Now, there’s everything else: it was way too much of a ripoff of 90s Disney, for starters. Everything about it screamed Disney, and there were elements that were so close to plagiarizing Uncle Walt that I felt very uncomfortable watching it. The title cards struck me as something that would be in a Disney film like “Beauty and the Beast”, Miracle Studio’s (Hignite’s production outfit) title sequence was almost frame-for-frame like the opening Walt Disney castle sequence seen at the beginning of every Disney flick, there is a requisite song-and-dance musical number, even the title character looks like Mickey Mouse with a hard hat.

There was only one musical number so far (although Hignite said the final film will have more), but I can tell you that it was not very good. The voice actors that they got were okay for their speaking roles, but they sure can’t sing. What some animated movies do is they have someone different from the character’s VO sing the songs (case in point: Anne-Marie in “All Dogs go to Heaven”, for the one song she sings). That’s what should be done here. However, even if Hignite hires someone to sing the songs separately from the other VOs, it still doesn’t change that it was a bad song. I heard the word “miracle” so many times in it that I was expecting Insane Clown Posse to pop in and say “@&#$ing magnets, how do they work?” “Miracle” was the common word throughout the entire production (not just the song), and I was so sick of hearing it by the end of the 27 minute short.

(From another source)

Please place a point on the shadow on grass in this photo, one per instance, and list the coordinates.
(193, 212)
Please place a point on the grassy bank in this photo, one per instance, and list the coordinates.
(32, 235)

My biggest problem with “Cranky’s Miracle”, though, was that the whole plot was extremely saccharine. It really was a film aimed toward a much younger audience, but there should have been something thrown in there to entertain the adults too. Part of what makes the greatest animated films so great is that they appeal to more than one demographic. Warner Brothers did this well with the Looney Tunes shorts, and Disney itself had the darker moments in films like “The Lion King” as well as the entirety of Pixar’s library. “Cranky’s Miracle” does not have that. The darkest moment took place during a storm sequence late in the film, and even then it seemed preachy about its message.

All in all, while the animation was nice, the film needs a lot of work before it can be shown on the big screen. If anything, it would be much smarter for Miracle Studios to develop it as a short film instead, as this film has been in production for over seven years and yet it’s still in an animatic stage. It needs to not only appeal to kids, but the parents of those same kids as well, otherwise critics will tune it out as kiddy pablum. Additionally, it really needs to gain its own style. Aping Disney’s style in animation as well as plot structure makes it too derivative, and could even get Miracle Studio’s in legal trouble, considering how protective Disney is of their copyright.

After the screening was finished, there was a brief survey as well as a Q&A. While I didn’t ask any questions, I did fill out the survey and pretty much made the exact same points that I made here (no parental bonus, too kiddy).